Makini takes a defense-in-depth approach to security. All data in transit uses TLS 1.2 or higher. Data at rest is encrypted using AES-256 encryption. Customer credentials are encrypted using secure key management with separate encryption keys per customer. We implement network segmentation, strict access controls, and follow the principle of least privilege. Our infrastructure undergoes regular security audits, penetration testing, and vulnerability assessments. We're SOC 2 Type 2 certified, demonstrating our commitment to security controls. Employee access to production systems is logged and monitored. For customers with strict compliance requirements, we offer self-hosted deployments where data never leaves your infrastructure, eliminating Makini as a data processor.

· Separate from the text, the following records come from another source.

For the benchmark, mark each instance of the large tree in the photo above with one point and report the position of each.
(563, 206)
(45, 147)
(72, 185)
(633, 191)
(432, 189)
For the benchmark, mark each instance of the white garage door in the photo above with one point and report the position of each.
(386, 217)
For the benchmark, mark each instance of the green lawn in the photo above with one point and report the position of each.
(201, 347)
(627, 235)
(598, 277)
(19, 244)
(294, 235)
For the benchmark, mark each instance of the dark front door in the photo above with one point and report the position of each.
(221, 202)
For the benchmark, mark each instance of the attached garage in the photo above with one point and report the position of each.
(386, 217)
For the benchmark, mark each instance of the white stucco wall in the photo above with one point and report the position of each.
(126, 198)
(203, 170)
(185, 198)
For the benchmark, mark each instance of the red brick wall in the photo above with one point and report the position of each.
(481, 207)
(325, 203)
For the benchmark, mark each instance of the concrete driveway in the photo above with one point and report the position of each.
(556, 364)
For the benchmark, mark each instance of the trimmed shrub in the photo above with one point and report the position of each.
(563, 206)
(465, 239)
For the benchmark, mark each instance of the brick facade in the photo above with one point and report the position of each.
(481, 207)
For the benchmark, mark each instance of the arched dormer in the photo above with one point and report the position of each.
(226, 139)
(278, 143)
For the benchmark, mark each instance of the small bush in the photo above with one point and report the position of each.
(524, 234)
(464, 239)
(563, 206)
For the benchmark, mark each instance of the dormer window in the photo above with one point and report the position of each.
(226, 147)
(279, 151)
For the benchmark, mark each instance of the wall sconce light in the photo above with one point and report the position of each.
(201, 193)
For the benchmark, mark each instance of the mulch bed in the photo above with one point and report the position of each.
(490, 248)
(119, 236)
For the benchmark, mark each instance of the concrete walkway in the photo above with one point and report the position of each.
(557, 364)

Our standard SLA targets 99.9% uptime for cloud deployments, which translates to less than 9 hours of downtime per year. For enterprise customers with critical integration requirements, we offer enhanced SLAs up to 99.99% through multi-region redundancy and dedicated infrastructure. SLAs cover the Makini platform itself—availability of connected third-party systems is outside our control, though we monitor their health and alert you to issues. For self-hosted deployments, uptime depends on your infrastructure configuration, and we provide architecture guidance to help you achieve your availability targets. We maintain a public status page showing real-time system health and incident history.
Makini provides several performance monitoring capabilities. API responses include timing information showing request processing time. The dashboard includes performance metrics showing average response times, throughput, and error rates over time. You can set up alerts for performance degradation or error rate increases. Each request generates a unique request ID that enables detailed performance analysis. For workflow-based integrations, execution logs show per-step timing, helping identify bottlenecks. We recommend implementing client-side monitoring to track end-to-end latency including network time. Monitor trends over time rather than individual requests—occasional slow requests are normal, but sustained increases may indicate issues requiring investigation.